With your “as is” model and customer requirements, you’re ready to start building your strategy. Your strategy team should include people responsible for all self-service applications (web, IVR, email, kiosks), technology, and marketing resources – and, of course, people from the contact center to provide customer and call flow expertise.

Identify Opportunities

  • Define the objectives for your self-service strategy. Make them measurable: for example, “Increase use of all self-service channels from 50 to 60 percent,” or “Improve customer satisfaction ratings for self-service from 70 to 90 percent.”
  • Look for opportunities to move high-volume, low-complexity contacts to self-service channels. Use the input from the homework steps as a starting point to identify applications that are suited to self-service. For example, look for inquiries or transactions that don’t require detailed interpretation or explanation.
  • Map self-service applications to the most appropriate channels. Concentrate on having “quick hits” on the IVR, and more complex and visual applications on the web. See if deploying speech recognition will deliver significant gains beyond what touch-tone can provide. Your “map” will have a core of applications (account balance, hours and locations, order tracking, and flight or delivery information via ASR) across all media, with complex applications like “what if” calculations, orders, and application forms on the web.

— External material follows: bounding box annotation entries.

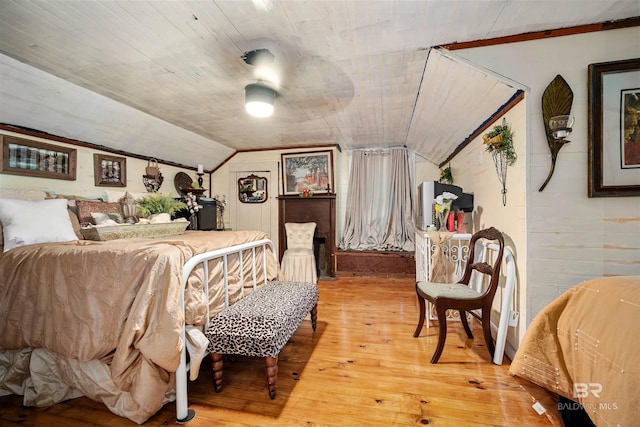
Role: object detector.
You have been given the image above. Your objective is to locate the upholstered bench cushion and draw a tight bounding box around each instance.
[205,282,318,357]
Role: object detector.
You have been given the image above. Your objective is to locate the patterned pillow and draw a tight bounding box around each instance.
[0,188,46,252]
[76,200,122,225]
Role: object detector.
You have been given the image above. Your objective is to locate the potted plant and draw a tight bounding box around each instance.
[138,193,187,222]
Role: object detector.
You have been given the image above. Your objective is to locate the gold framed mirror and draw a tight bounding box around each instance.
[238,174,269,203]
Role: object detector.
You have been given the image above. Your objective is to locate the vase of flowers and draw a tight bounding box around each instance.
[184,192,202,230]
[434,191,458,232]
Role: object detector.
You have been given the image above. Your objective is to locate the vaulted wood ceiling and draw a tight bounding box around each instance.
[0,0,640,168]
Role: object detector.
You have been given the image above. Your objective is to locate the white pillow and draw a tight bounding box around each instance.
[0,199,78,252]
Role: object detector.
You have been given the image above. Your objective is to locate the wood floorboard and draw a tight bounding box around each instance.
[0,276,560,427]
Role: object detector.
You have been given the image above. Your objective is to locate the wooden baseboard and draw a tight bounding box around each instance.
[336,250,416,276]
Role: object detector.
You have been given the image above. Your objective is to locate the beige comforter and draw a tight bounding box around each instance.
[510,276,640,426]
[0,231,278,423]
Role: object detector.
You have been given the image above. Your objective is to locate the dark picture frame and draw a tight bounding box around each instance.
[238,174,269,203]
[588,58,640,197]
[93,154,127,187]
[281,150,334,195]
[0,135,77,181]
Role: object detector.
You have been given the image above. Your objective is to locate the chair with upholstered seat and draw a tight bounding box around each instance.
[413,227,504,363]
[282,222,318,283]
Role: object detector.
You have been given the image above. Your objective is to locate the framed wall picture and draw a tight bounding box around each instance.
[0,135,76,181]
[588,58,640,197]
[282,150,334,195]
[238,174,269,203]
[93,154,127,187]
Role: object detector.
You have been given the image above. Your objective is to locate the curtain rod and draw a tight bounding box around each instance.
[345,145,407,152]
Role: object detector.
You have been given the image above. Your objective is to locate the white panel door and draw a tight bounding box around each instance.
[230,171,277,240]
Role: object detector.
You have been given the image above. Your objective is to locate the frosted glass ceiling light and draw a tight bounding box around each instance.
[244,83,276,117]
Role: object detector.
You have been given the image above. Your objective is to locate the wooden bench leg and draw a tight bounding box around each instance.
[311,304,318,331]
[211,353,223,393]
[265,356,278,399]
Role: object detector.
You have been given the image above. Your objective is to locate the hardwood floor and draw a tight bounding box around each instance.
[0,277,555,427]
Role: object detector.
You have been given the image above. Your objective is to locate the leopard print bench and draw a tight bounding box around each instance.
[205,282,318,399]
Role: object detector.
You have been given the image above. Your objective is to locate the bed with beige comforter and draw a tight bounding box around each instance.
[0,231,279,423]
[510,276,640,426]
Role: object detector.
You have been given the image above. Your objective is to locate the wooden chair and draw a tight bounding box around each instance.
[413,227,504,363]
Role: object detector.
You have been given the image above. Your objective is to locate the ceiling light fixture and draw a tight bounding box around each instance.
[244,83,276,117]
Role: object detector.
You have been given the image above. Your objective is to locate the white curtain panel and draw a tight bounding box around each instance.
[340,148,415,251]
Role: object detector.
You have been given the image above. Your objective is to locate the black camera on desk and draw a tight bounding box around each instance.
[174,197,218,231]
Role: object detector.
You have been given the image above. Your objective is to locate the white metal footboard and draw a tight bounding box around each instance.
[176,239,278,424]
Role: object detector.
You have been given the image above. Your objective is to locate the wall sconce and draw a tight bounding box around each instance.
[538,74,573,191]
[549,115,574,143]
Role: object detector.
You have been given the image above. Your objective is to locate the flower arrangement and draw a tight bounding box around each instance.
[482,120,518,166]
[213,194,227,230]
[184,193,202,215]
[434,191,458,231]
[439,165,453,184]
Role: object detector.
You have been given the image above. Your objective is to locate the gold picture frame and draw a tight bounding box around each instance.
[0,135,77,181]
[281,150,334,195]
[93,154,127,187]
[588,58,640,197]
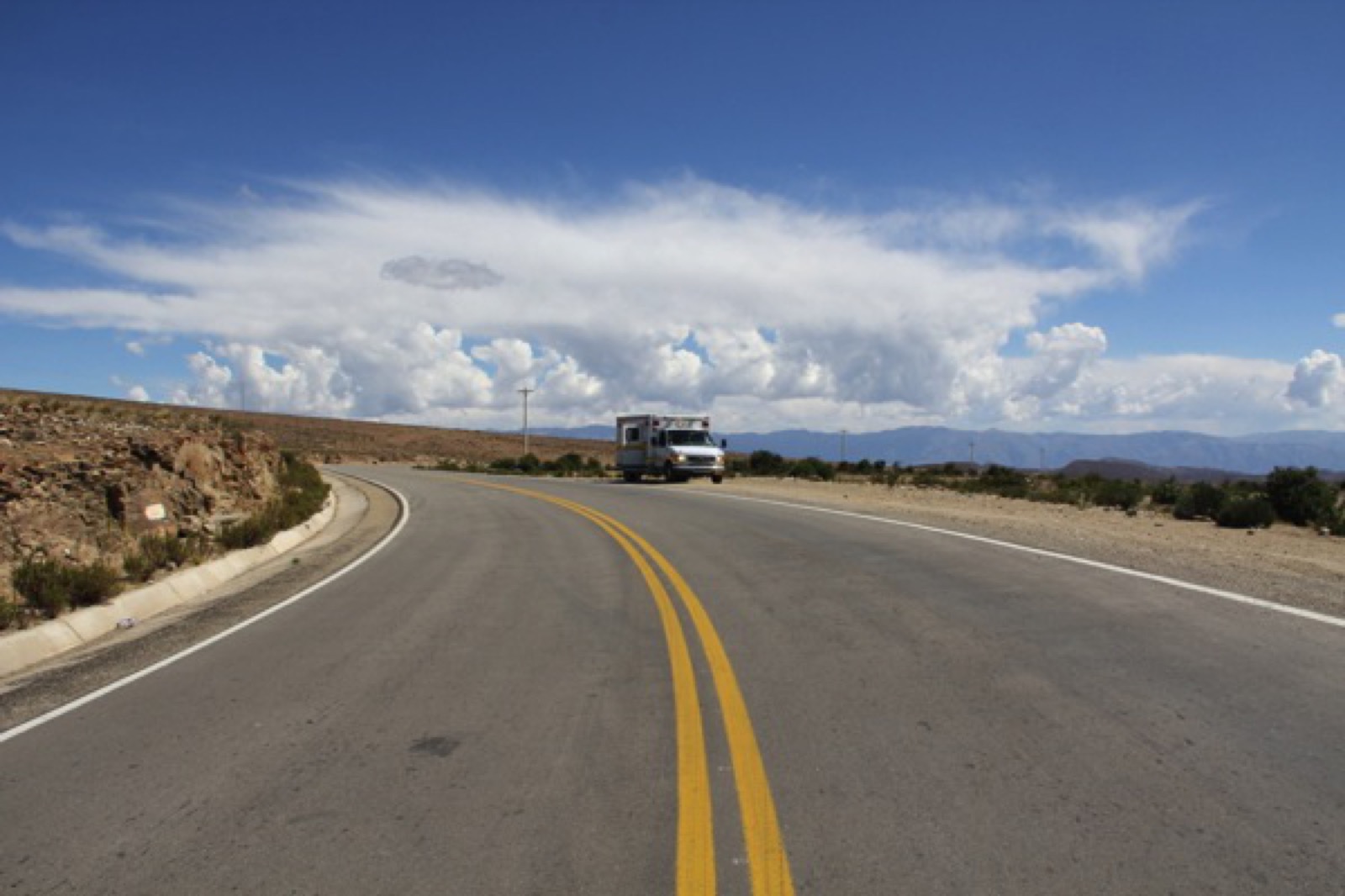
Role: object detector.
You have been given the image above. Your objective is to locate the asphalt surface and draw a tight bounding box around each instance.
[0,466,1345,894]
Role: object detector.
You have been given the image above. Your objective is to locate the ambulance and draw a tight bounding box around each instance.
[616,414,726,484]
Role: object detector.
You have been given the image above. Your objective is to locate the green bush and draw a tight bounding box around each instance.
[0,598,24,631]
[1091,479,1145,510]
[9,560,70,619]
[9,560,117,619]
[789,457,836,482]
[1266,466,1338,526]
[1173,482,1226,519]
[123,533,208,581]
[1148,477,1181,507]
[748,450,789,477]
[219,452,331,551]
[1215,495,1275,529]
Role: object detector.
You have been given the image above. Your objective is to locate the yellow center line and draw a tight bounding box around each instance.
[473,483,794,896]
[472,483,715,896]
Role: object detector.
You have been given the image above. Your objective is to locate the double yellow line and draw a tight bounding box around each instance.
[477,483,794,896]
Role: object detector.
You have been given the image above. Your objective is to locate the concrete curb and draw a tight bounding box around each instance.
[0,488,338,678]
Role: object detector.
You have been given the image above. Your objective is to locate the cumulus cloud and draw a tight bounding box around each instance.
[0,177,1237,428]
[1289,349,1345,408]
[382,256,504,291]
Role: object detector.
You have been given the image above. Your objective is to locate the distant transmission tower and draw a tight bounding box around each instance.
[518,386,536,456]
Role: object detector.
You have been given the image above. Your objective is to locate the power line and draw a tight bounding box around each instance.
[518,386,536,456]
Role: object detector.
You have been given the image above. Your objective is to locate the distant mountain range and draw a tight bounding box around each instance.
[534,425,1345,475]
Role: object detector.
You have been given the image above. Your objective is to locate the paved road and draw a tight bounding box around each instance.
[0,466,1345,896]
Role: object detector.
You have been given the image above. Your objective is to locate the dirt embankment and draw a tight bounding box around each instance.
[694,479,1345,618]
[0,393,280,600]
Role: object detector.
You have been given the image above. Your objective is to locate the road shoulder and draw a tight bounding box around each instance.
[0,471,401,730]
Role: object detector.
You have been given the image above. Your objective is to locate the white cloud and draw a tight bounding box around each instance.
[382,256,504,289]
[0,179,1289,430]
[1287,349,1345,408]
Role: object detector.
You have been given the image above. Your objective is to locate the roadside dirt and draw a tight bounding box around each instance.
[0,477,401,730]
[690,479,1345,618]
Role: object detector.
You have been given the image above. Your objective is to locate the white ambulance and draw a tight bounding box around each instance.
[616,414,726,484]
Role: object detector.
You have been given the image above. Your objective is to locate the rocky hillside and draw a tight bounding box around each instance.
[0,393,281,600]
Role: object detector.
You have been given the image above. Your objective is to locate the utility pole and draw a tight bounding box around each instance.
[518,386,536,456]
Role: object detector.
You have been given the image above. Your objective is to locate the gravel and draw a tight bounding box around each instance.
[691,479,1345,618]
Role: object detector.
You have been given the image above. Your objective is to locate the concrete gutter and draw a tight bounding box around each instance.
[0,487,339,678]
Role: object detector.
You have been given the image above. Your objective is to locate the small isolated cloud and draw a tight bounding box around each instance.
[381,256,504,291]
[1020,317,1107,398]
[1051,202,1205,280]
[1289,349,1345,408]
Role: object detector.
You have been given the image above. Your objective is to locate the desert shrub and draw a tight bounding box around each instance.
[1148,477,1181,507]
[0,598,25,631]
[1091,479,1145,510]
[870,460,901,488]
[957,464,1031,498]
[66,564,119,607]
[219,452,331,551]
[123,531,208,581]
[9,560,117,619]
[1266,466,1337,526]
[1173,482,1226,519]
[789,457,836,482]
[748,450,789,477]
[1215,495,1275,529]
[910,470,946,488]
[9,560,70,619]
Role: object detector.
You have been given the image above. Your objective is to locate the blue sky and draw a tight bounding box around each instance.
[0,0,1345,433]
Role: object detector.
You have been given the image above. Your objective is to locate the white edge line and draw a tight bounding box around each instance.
[683,491,1345,628]
[0,472,410,744]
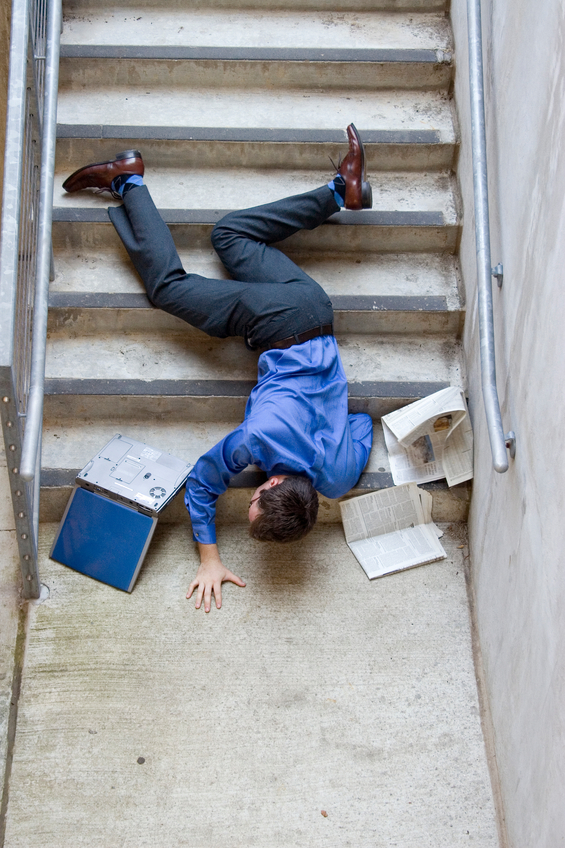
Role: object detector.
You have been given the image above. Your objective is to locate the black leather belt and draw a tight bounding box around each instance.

Design Consistent Interfaces and Requirements

  • Create consistent user interfaces across all channels: make sure you word activities the same regardless of channel, and present information in a similar order (e.g., always present my account balance first). And don’t forget to use the interactions that occur in the contact center between customers and CSRs as the basis for design.
  • Develop cross-channel marketing and branding so that self-service looks seamless to your customers. They should have a similar experience regardless of whether they use the IVR, the web, or send an e-mail – that means that you use greetings, logos, graphics and tag lines consistently across all channels. Develop a security strategy that’s consistent across channels, too. Don’t make customers remember different user IDs and PINs for different channels. And don’t require folks to identify themselves if they’re only looking for general, non-secure information.
  • Leverage technology and efficiency of scale wherever possible. Have your web and IVR teams work together to identify data requirements, resolve issues with host access, and build the core applications that you’ll offer across media. Ideally, the two applications will use common interfaces to back-end systems.

Look at the Long-term Benefits

  • Develop strategies to retain customers and increase loyalty through the use of self-service. This requires commitment and a regular feedback loop to evaluate what’s working and what’s not. Bake continuous improvement into your self-service strategy.
  • Don’t miss opportunities. Make sure self-service gets the visibility it deserves and is part of sales and marketing plans for new products and services. Consider incentives for CSRs to help with promotion and customer coaching. In these days of tight budgets, self-service is a priority for all companies. So it’s even more critical that it is well thought out and executed. A self-service strategy will get you moving in the right direction – and your customers will thank you for it!